Да не больно и поиграешь. Отец, угрюмый кержак, был насчет этого лют. Заметит что не так, дознается — враз хватался за чересседельник. Учил, не жалеючи сил, чалдон рыжебородый, но по-своему, конечно, любил и берег меньшенького. Брал на озера рыбачить, в горные леса.
Выслеживая соболя, забирались под самые белки́. Дух захватывало от крутизны, от льдистого блеска. Округло, в снежном малахае, щетинясь кедрачом и хилыми елочками, врубалась в небо Синюха.

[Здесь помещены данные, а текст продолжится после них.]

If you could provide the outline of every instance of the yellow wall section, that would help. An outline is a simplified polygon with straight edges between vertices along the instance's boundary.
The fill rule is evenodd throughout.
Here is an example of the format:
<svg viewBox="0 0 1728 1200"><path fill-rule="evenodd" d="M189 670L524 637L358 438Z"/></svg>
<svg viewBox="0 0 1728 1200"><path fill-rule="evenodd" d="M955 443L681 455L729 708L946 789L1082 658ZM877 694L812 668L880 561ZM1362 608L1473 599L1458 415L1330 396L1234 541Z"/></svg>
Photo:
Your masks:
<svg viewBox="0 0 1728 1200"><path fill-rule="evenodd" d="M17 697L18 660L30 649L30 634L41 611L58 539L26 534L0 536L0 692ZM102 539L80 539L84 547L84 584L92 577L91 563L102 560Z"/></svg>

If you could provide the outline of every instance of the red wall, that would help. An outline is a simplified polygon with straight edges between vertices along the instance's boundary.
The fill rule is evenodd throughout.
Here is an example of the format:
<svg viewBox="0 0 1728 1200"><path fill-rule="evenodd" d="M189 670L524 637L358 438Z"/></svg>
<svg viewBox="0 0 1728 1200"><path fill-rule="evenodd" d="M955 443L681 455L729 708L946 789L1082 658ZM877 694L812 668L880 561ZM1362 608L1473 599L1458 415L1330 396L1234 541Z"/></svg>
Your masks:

А чуть пониже вершинка, та, что притулилась к Синюхе, как телок к матке, это Синюшенок.
Боязно, зябко, сеется за воротник ледяная крупа с кедровых лап. Под ногами в ущелье прыгает, ворочает валунами белый от пены и водяного пара поток. На галечном развале манят камушки, горят желтыми и кроваво-красными самоцветами. Красиво, хотя, в сущности, что это было? Обыкновенный полевой шпат с прожилками минералов эпидет-цозитовой группы.
Отец в чиненом кожушке, в сыромятных постолах идет по валунам осторожно, пружинит шаг. Глядит зорко, прищурясь, а волосами зарос, словно леший. Вылитый первопроходец, неистовый искатель Беловодии, земли обетованной. Перебравшись через поток, крестится двумя перстами. Насчет веры отец, правда, не неволил. Хочешь — верь, не хочешь — живи, как знаешь. Однако не озоруй, не марайся в дерьме.
В Москву после десятилетки отпустил неохотно. Как чуял, что не увидятся они больше.
На экзамене в институте Сомов рассказывал о космогонической гипотезе Канта — Лапласа с таким восторгом и буйной фантазией, что экзаменаторы, солидные ученые мужи, кусали губы, сдерживая смех. Но парень рвался к наукам, в столицу приехал из таежной глубинки — а ну как объявился новый Михайло Ломоносов? Его приняли.